Jobs and the issues associated with them are often a source of friction among committed couples. Whether it's working late or the stress of dealing with difficult colleagues or bosses, the frustrations that build up throughout the workday aren't always left at the front doorstep -- and that's doubly true when both partners face challenges at work.
New research suggests, however, that two-income couples in nurturing relationships are able to better weather workplace turbulence than those who don't get much support from their spouses.
The rise in the number of two-income households means many more couples today are dealing with both the stress of work and home life, says study author, Wayne Hochwarter, a professor of business administration at Florida State University in Tallahassee.
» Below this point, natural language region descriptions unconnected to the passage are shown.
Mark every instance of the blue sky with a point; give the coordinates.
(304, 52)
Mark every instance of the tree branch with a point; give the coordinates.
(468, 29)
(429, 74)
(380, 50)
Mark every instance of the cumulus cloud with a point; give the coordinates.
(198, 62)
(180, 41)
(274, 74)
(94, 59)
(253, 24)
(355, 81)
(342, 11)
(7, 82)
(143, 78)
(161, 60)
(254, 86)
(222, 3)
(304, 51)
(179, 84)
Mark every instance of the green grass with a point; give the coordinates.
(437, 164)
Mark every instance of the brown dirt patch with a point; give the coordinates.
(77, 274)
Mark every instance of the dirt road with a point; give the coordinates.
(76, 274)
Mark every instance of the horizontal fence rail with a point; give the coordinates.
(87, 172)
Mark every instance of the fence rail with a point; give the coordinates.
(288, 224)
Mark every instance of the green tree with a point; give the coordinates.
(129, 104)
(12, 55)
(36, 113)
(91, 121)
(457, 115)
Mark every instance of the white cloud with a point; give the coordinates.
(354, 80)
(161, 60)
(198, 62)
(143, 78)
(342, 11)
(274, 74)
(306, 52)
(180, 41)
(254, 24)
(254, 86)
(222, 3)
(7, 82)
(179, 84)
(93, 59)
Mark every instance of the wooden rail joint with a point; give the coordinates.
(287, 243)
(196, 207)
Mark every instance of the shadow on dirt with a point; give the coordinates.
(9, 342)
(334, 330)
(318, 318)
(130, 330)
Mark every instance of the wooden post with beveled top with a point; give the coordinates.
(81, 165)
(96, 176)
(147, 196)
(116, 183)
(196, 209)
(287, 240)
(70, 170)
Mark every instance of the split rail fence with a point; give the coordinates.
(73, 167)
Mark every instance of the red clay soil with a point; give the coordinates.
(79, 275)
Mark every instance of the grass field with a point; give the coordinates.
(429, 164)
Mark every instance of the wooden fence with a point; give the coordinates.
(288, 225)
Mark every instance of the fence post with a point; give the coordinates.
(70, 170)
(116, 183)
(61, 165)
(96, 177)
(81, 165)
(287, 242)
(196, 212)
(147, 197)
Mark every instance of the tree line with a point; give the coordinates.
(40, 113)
"Given that a lack of support from one's spouse represents a major cause of both divorce and career derailment, this research is needed to address issues that affect both home and work," Hochwarter says in a statement accompanying results of the study.
The study examined more than 400 working heterosexual couples from both blue- and white-collar occupations. Those who reported high levels of stress but strong spousal support -- compared to stressed-out employees without much support -- reported positive benefits, such as:
- 50 percent higher rates of satisfaction with their marriage
- 33 percent greater likelihood of having positive relationships with co-workers
- 30 percent lower likelihood of experiencing guilt associated with home/family neglect
- 30 percent lower likelihood of being critical of others (spouse, children) at home
- 25 percent higher rates of concentration levels at work
"When you're still angry or upset from yesterday's stress, your workday will likely go in only one direction -- down," he says.
Further, Hochwarter says he identified key factors distinguishing favorable from unfavorable support, noting that some attempts to support stressed-out spouses may backfire and make matters worse.
Those who did receive strong support at home, however, shared several common characteristics, including:
- Awareness of one's spouse's daily work demands caused by a lack of resources, deadlines and supervisors
- Understanding that communication lines are open regardless of the circumstances
- Recognizing that distancing oneself from the family or lashing out isn't a practical way to foster help. In fact, it tends to bring out the worst in others -- and even causes the supporting spouse to become distant and act out as well
- Not bombarding the family with complaints about minor workplace irritants.
- Not trying to "one-up" one's spouse in terms of who has had the worse day
- Not keeping a running tab on who is giving and who is getting
The research showed it was most important for spouses to offer support on days when they themselves need it just as much, Hochwarter says. "Successful couples almost always kept a steady supply of support resources on reserve to be tapped on particularly demanding days."